The loss of recognition for artists, thinkers, and scientists has impoverished our culture in innumerable ways, but let me mention one. When virtually all of a culture's celebrated figures are in sports or entertainment, how few possible role models we offer the young.

There are so many other ways to lead a successful and meaningful life that are not denominated by money or fame. Adult life begins in a child's imagination, and we've relinquished that imagination to the marketplace.

Of course, I'm not forgetting that politicians can also be famous, but it is interesting how our political process grows more like the entertainment industry each year. When a successful guest appearance on the Colbert Report becomes more important than passing legislation, democracy gets scary. No wonder Hollywood considers politics "show business for ugly people."

Everything now is entertainment.

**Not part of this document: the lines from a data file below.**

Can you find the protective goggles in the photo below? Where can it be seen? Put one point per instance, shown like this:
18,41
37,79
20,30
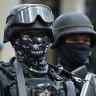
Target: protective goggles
29,14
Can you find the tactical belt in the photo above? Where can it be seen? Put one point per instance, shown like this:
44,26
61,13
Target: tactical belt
20,78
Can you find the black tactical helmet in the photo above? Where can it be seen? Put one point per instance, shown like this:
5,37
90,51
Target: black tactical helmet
26,17
72,23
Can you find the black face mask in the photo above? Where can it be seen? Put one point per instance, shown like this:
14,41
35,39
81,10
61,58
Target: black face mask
73,55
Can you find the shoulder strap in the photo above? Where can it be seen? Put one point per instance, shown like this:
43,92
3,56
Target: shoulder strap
20,78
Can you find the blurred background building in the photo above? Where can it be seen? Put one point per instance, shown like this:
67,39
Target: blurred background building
58,7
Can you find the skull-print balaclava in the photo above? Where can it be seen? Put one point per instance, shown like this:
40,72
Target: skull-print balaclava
31,50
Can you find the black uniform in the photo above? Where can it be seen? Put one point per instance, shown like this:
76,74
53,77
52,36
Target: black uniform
8,80
28,74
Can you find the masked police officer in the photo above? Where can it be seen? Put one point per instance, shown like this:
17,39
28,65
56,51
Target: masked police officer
29,30
74,37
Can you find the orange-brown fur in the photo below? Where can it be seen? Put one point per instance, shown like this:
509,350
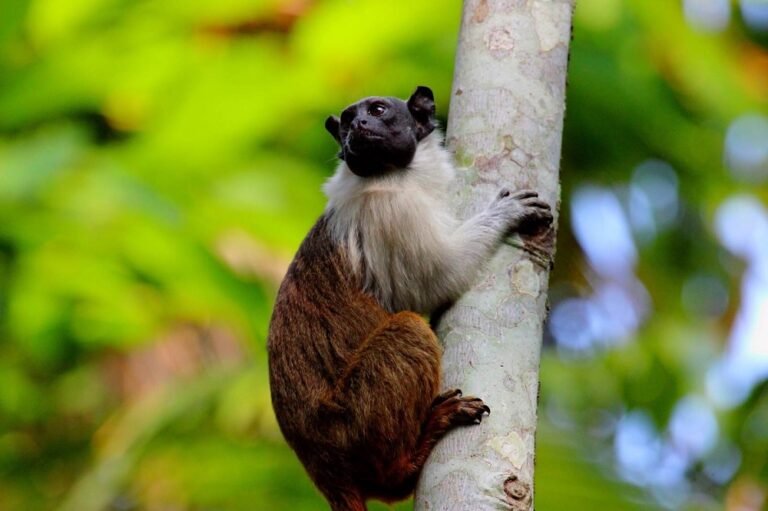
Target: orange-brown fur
354,387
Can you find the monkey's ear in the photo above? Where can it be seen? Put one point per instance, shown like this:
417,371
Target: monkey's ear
421,104
332,125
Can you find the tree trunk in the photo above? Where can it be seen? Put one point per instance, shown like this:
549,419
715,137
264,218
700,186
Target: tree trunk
505,128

And the purpose of this omnipresent commercial entertainment is to sell us something. American culture has mostly become one vast infomercial.

I have a recurring nightmare. I am in Rome visiting the Sistine Chapel. I look up at Michelangelo's incomparable fresco of the "Creation of Man." I see God stretching out his arm to touch the reclining Adam's finger. And then I notice in the other hand Adam is holding a Diet Pepsi.

When was the last time you have seen a featured guest on David Letterman or Jay Leno who isn't trying to sell you something? A new movie, a new TV show, a new book, or a new vote?

Don't get me wrong. I love entertainment, and I love the free market. I have a Stanford MBA and spent 15 years in the food industry. I adore my big-screen TV. The productivity and efficiency of the free market is beyond dispute. It has created a society of unprecedented prosperity.

But we must remember that the marketplace does only one thing—it puts a price on everything.

The role of culture, however, must go beyond economics. It is not focused on the price of things, but on their value. And, above all, culture should tell us what is beyond price, including what does not belong in the marketplace. A culture should also provide some cogent view of the good life beyond mass accumulation. In this respect, our culture is failing us.

There is only one social force in America potentially large and strong enough to counterbalance this profit-driven commercialization of cultural values, our educational system, especially public education. Traditionally, education has been one thing that our nation has agreed cannot be left entirely to the marketplace—but made mandatory and freely available to everyone.

At 56, I am just old enough to remember a time when every public high school in this country had a music program with choir and band, usually a jazz band, too, sometimes even orchestra. And every high school offered a drama program, sometimes with dance instruction. And there were writing opportunities in the school paper and literary magazine, as well as studio art training.

I am sorry to say that these programs are no longer widely available to the new generation of Americans. This once visionary and democratic system has been almost entirely dismantled by well-meaning but myopic school boards, county commissioners, and state officials, with the federal government largely indifferent to the issue. Art became an expendable luxury, and 50 million students have paid the price. Today a child's access to arts education is largely a function of his or her parents' income.

In a time of social progress and economic prosperity, why have we experienced this colossal cultural and political decline? There are several reasons, but I must risk offending many friends and colleagues by saying that surely artists and intellectuals are partly to blame. Most American artists, intellectuals, and academics have lost their ability to converse with the rest of society. We have become wonderfully expert in talking to one another, but we have become almost invisible and inaudible in the general culture.

This mutual estrangement has had enormous cultural, social, and political consequences. America needs its artists and intellectuals, and they need to reestablish their rightful place in the general culture. If we could reopen the conversation between our best minds and the broader public, the results would not only transform society but also artistic and intellectual life.
AMEN. And I, too, am missing The Ed Sullivan Show.